Q My parents wanted to give my husband and me an advance on our inheritance because we’ve always been very close, and they wanted to help us buy a house. Now my siblings are furious with us because we accepted the gift. What should we do?
A There are a number of issues inherent in your question that might benefit from some further insight through reflection and discussion within your family.
For example, does your assertion that you and your parents are “very close” mean that your siblings are “less close” to your parents? And if that is so, is that because of proximity, because of religious differences, or because there has been a rift created over time?
In other words, is the overriding dynamic of your family that you and your husband are “in” but that the rest of your siblings are “out”? If the incident you describe is simply the latest example of a pattern that is ingrained, it may be time to talk with a professional family therapist to help your relationships heal.
Also, it is interesting that the burden of anger from your siblings is against you, but not against your parents. Is it possible that you and your siblings are still in a relationship of emotional dependence on your parents? Young children often turn on each other with anger when they perceive that their parents favor a sibling at the expense of themselves. This “sibling rivalry” is common and understandable between children, but when it occurs between adults it may signal an unhealthy emotional dependence on the approval of their parents.
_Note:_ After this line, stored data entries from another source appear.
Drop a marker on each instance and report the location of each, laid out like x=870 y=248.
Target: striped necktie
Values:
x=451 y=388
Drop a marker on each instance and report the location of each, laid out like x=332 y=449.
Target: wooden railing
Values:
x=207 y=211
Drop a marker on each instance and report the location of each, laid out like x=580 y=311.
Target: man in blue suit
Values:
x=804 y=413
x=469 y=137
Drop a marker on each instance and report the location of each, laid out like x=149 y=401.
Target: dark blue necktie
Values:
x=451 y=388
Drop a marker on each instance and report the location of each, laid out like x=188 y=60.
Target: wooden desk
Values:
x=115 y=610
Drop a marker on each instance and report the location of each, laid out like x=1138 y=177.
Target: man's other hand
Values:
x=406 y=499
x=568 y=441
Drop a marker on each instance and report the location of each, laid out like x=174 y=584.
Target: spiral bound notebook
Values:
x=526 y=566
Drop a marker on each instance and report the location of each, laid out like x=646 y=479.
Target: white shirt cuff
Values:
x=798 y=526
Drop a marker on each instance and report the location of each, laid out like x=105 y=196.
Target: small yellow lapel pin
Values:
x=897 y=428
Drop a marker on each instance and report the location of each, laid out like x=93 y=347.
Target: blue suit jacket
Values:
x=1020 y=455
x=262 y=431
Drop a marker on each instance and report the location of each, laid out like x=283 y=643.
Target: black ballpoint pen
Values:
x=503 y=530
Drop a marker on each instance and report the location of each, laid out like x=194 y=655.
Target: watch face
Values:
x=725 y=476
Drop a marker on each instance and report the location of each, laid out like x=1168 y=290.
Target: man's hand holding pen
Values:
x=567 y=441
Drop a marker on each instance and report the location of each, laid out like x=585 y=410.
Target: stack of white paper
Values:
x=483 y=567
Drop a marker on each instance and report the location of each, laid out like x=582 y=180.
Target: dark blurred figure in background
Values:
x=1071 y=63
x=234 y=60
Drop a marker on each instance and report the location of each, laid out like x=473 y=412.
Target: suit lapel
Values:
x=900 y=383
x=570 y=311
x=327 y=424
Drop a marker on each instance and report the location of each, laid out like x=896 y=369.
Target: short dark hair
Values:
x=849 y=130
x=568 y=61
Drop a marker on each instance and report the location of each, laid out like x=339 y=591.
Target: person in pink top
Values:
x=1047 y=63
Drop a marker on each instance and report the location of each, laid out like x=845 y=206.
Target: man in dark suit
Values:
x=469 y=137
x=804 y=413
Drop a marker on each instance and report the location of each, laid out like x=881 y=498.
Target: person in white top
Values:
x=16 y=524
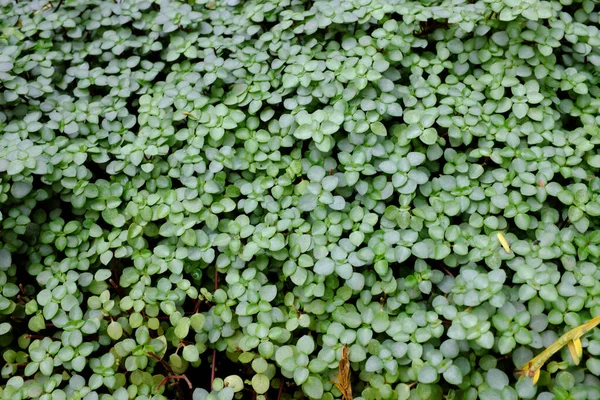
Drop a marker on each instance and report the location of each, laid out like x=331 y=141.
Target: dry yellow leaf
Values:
x=503 y=242
x=576 y=350
x=571 y=339
x=343 y=377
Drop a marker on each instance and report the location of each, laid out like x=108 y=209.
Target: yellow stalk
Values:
x=343 y=378
x=503 y=242
x=571 y=339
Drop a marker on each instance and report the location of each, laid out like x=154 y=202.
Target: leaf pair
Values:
x=572 y=339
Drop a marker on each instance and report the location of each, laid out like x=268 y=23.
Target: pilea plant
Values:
x=358 y=199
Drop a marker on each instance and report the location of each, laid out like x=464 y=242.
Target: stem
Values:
x=280 y=389
x=166 y=378
x=212 y=371
x=214 y=363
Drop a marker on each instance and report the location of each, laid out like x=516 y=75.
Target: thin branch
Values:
x=280 y=389
x=166 y=378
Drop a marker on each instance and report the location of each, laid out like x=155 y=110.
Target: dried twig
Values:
x=572 y=339
x=343 y=378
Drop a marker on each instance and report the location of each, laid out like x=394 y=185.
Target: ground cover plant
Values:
x=367 y=199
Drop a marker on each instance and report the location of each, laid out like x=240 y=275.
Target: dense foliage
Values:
x=245 y=187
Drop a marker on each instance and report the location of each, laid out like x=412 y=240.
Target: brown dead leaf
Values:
x=343 y=378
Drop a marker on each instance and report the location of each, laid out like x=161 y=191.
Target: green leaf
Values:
x=190 y=353
x=260 y=383
x=306 y=344
x=5 y=259
x=313 y=388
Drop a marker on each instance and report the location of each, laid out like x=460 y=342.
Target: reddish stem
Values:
x=166 y=378
x=280 y=389
x=214 y=366
x=214 y=363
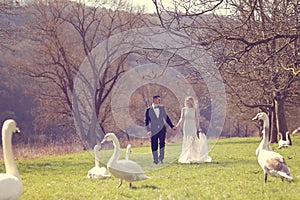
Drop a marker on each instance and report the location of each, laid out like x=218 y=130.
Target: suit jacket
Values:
x=154 y=123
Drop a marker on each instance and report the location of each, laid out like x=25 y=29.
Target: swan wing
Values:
x=276 y=165
x=98 y=173
x=10 y=187
x=127 y=166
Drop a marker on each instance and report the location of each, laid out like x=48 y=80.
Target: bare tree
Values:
x=255 y=44
x=62 y=35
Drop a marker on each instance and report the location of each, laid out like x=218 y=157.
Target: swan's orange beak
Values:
x=17 y=130
x=255 y=118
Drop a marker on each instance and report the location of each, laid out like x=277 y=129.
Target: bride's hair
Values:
x=189 y=102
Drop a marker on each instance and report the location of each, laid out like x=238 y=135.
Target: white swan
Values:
x=296 y=131
x=11 y=186
x=128 y=152
x=97 y=172
x=127 y=170
x=271 y=162
x=264 y=143
x=284 y=143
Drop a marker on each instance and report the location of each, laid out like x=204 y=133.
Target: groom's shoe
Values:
x=155 y=162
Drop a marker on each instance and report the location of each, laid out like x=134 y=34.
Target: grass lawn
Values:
x=234 y=174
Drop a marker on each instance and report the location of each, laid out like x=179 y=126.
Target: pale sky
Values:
x=149 y=6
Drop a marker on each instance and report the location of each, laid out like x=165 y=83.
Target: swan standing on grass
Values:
x=127 y=170
x=11 y=186
x=271 y=162
x=97 y=172
x=284 y=143
x=128 y=152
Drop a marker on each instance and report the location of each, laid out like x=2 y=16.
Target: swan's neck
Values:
x=9 y=161
x=287 y=136
x=265 y=134
x=96 y=157
x=116 y=154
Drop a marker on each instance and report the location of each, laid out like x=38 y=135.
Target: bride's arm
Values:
x=197 y=120
x=181 y=118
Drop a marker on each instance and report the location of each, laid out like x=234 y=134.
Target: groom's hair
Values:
x=155 y=97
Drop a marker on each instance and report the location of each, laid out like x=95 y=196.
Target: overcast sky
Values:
x=149 y=6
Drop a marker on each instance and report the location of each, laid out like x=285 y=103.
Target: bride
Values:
x=194 y=148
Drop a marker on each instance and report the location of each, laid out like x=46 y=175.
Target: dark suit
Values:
x=156 y=125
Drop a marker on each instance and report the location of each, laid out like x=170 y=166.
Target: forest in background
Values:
x=43 y=44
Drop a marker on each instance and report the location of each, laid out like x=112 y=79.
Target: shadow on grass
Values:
x=239 y=141
x=152 y=187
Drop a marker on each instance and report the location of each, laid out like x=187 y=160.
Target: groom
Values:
x=155 y=118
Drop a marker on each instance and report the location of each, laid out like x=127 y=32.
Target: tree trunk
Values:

For this, counseling can help too.
Neither of the above may be part of your family’s problem. If the “advance on our inheritance” is an isolated incident of family disharmony, it should not be difficult to restore harmony.
First, consider having a discussion with your siblings individually to understand why they are upset. Listen with an open mind, without becoming defensive, and reflect back to your siblings what you understand them to be concerned about.
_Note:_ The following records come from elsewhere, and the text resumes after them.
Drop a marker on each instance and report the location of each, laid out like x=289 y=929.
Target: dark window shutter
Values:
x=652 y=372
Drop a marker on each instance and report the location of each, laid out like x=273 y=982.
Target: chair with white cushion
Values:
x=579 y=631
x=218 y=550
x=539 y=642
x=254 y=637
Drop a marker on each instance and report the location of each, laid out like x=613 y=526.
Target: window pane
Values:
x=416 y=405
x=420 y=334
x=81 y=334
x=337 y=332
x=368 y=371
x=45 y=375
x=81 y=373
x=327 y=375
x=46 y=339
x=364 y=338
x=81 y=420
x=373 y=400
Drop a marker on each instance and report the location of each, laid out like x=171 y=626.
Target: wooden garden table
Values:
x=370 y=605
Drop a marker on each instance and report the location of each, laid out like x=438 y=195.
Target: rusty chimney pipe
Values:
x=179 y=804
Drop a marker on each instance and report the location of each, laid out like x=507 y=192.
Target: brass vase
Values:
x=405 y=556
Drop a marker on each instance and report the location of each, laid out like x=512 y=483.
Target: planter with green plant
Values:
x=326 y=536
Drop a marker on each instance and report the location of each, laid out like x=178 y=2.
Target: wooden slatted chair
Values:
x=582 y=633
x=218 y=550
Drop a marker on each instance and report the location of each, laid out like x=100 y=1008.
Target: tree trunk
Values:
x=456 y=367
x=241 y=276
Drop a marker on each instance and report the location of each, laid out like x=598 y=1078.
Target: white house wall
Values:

Next, meet with your parents for a frank discussion about how they plan to share “the inheritance” among all their children. Encourage your parents to alter their plans to enhance fairness, if that should be necessary. Do reassure your parents that “the inheritance” is their money, and that they do not “owe” it to their children to give it to them. However, in the interest of family harmony, treating children equally is important. Communicate in a letter or in person to your siblings the results of your conversation with your parents.
And lastly, have a celebration–a family picnic or other family get-together where you express three things: regret for any hurt feelings between you and your siblings, love to both your parents and your siblings, and hope that family harmony is now restored.
Judy Cook is a family therapist living in Hamilton, Ontario (email@example.com). She is a member of Meadowlands Fellowship CRC in Ancaster.
Q My church rarely reads the Ten Commandments or any other Scripture in regard to our call to confession, as is ordinarily done in the CRC. We also don’t have catechism teaching in either service on Sundays. We feel this is against CRC policy. What should be done about this?
A There is no CRC policy indicating which passages should be used as a call to confession. Unfortunately, Synod 1928 adopted an order of worship that used the Ten Commandments as a teacher of sin. Though such use is occasionally appropriate and though there is a responsive reading on page 1016 of the Psalter Hymnal that uses the law this way, a 1930 synodical advisory committee, correctly reflecting the “Reformed use” of the law, said, “God presents his law to [his people] as the rule of life for a people thankful for their redemption” (Acts of Synod 1930, p. 166). That’s why the Ten Commandments are in the third section of the Heidelberg Catechism (Gratitude), not in the first (Sin). Though Synod 1930 dropped the order of worship adopted two years earlier, the unwise practice of using the Ten Commandments primarily as a teacher of sin continued for decades.
Church Order Article 54b spells out the denomination’s policy on Catechism preaching: “At one of the services each Lord’s Day, the minister shall ordinarily preach the Word as summarized in the Heidelberg Catechism, following its sequence.”
This is one of a number of Church Order details that synod should change. Not only is it widely ignored, but a growing number of congregations have only one Sunday service. In addition, pastors preach through the Belgic Confession, the Canons of Dort, and the Contemporary Testimony and present Reformed theology in other series and sermons. Naturally, pastors would do well to reference the Heidelberg Catechism when they present such teaching since many of us are well acquainted with it, and it is a wonderful teaching tool for the next generations.
—George Vander Weit
George Vander Weit is a retired pastor in the Christian Reformed Church.